Lafferty is hard to judge because he has played his entire college career so far on an abysmally bad team. Last season he had 35 points when the entire Brown team scored only 66 goals (leading to a 4-25-2 record). So Lafferty contributed on 53% of their offense. And without scoring a single PP goal (he had 2 shorties, though). That's just insane. He definitely had a breakout year that really put him on our prospect map. But will his production translate or was it simply a case of Brown being a bad team and somebody had to score some points?
When players on bad teams score in hockey, it's not because "somebody had to score." There are plenty of shutouts in hockey. College hockey in general is particularly low-scoring. To score, you still have to find your way around the defense and beat the goalie. If you don't have enough talent to do that, you're not going to do that.

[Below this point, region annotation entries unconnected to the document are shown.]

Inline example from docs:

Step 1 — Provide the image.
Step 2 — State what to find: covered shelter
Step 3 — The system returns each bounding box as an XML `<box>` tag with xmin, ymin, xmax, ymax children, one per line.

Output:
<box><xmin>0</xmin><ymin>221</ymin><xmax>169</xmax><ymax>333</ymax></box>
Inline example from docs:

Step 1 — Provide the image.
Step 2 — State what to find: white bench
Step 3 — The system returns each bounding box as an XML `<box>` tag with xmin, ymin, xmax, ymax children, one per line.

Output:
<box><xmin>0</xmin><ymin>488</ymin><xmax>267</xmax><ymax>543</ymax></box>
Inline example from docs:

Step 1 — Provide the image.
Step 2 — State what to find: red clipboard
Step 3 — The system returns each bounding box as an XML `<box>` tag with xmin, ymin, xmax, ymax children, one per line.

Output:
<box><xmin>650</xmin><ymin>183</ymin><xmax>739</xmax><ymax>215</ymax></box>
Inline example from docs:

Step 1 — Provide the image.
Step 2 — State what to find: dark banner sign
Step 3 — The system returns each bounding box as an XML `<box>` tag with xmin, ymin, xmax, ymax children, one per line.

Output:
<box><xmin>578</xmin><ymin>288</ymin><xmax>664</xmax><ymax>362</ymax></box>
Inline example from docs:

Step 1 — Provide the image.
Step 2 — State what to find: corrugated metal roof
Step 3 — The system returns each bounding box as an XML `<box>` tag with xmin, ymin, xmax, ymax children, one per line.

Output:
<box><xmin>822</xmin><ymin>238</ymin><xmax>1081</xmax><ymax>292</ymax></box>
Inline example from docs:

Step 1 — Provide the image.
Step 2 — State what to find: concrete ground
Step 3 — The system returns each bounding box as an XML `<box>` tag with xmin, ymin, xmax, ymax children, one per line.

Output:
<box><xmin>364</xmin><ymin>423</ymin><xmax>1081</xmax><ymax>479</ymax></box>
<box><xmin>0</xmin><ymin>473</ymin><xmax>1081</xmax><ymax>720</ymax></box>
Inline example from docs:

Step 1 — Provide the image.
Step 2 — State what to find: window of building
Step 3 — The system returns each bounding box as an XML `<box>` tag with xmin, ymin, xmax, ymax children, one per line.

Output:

Plus, if there was a such thing as a "somebody had to score" effect, you'd expect at least some of it to show up on the powerplay, where some of the work of beating the defense was done ahead of time by the referees and goalies are easier to beat because they're screened so much of the time.
Speaking of that, I know this isn't the Brown University Bears hockey thread, but how do you not get a guy who has a hand in over half of your offense involved on the powerplay? They had three guys who scored powerplay goals, all forwards, so presumably those were the three forwards they actually used, and all of them were significantly less productive than Lafferty. You'd think maybe putting your team's best player on the ice when it's easiest to score might lead to more goals, but what do I know? I never coached any terrible hockey teams.